The plan takes effect on March 6, 2026, and remains valid for twelve years. The shares will vest in batches only upon the achievement of certain performance milestones. These milestones are directly linked to NIO's market value and net profit. Specifically, one-tenth of the shares will vest each time NIO's U.S. market capitalization surpasses thresholds of $30 billion, $50 billion, $80 billion, $100 billion, and $120 billion. Similarly, another one-tenth will vest each time the company's net profit exceeds $1.5 billion, $2.5 billion, $4 billion, $5 billion, and $6 billion. Full vesting of all incentive shares will occur when NIO's market capitalization exceeds $120 billion and its net profit surpasses $6 billion simultaneously.

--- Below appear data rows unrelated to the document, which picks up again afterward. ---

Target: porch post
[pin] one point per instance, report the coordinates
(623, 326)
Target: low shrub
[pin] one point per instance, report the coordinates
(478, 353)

According to financial reports, NIO reported an operating profit of RMB 12.5 billion in the fourth quarter. The company's cash reserves reached RMB 45.9 billion, increasing by nearly RMB 10 billion quarter-over-quarter. For the full year 2025, NIO delivered 326,028 new vehicles, a 46.9% year-over-year increase. Annual revenue reached RMB 87.49 billion, up 33.1% year-over-year, while gross profit totaled RMB 11.92 billion, an 83.5% increase, setting new historical records. Delivery guidance for the first quarter of 2026 is between 80,000 and 83,000 vehicles, representing year-over-year growth of 90.1% to 97.2%. Revenue guidance is between RMB 24.48 billion and RMB 25.18 billion, indicating growth of 103.4% to 109.2%.
Analysts note that linking share vesting conditions to market capitalization and net profit aims to align shareholder returns with business growth and operational results. By setting clear and challenging long-term targets, the plan deeply ties the CEO's incentives to the company's strategic objectives, motivating leadership to drive sustainable profit improvement and value growth amid intense market competition, thereby maximizing long-term shareholder interests.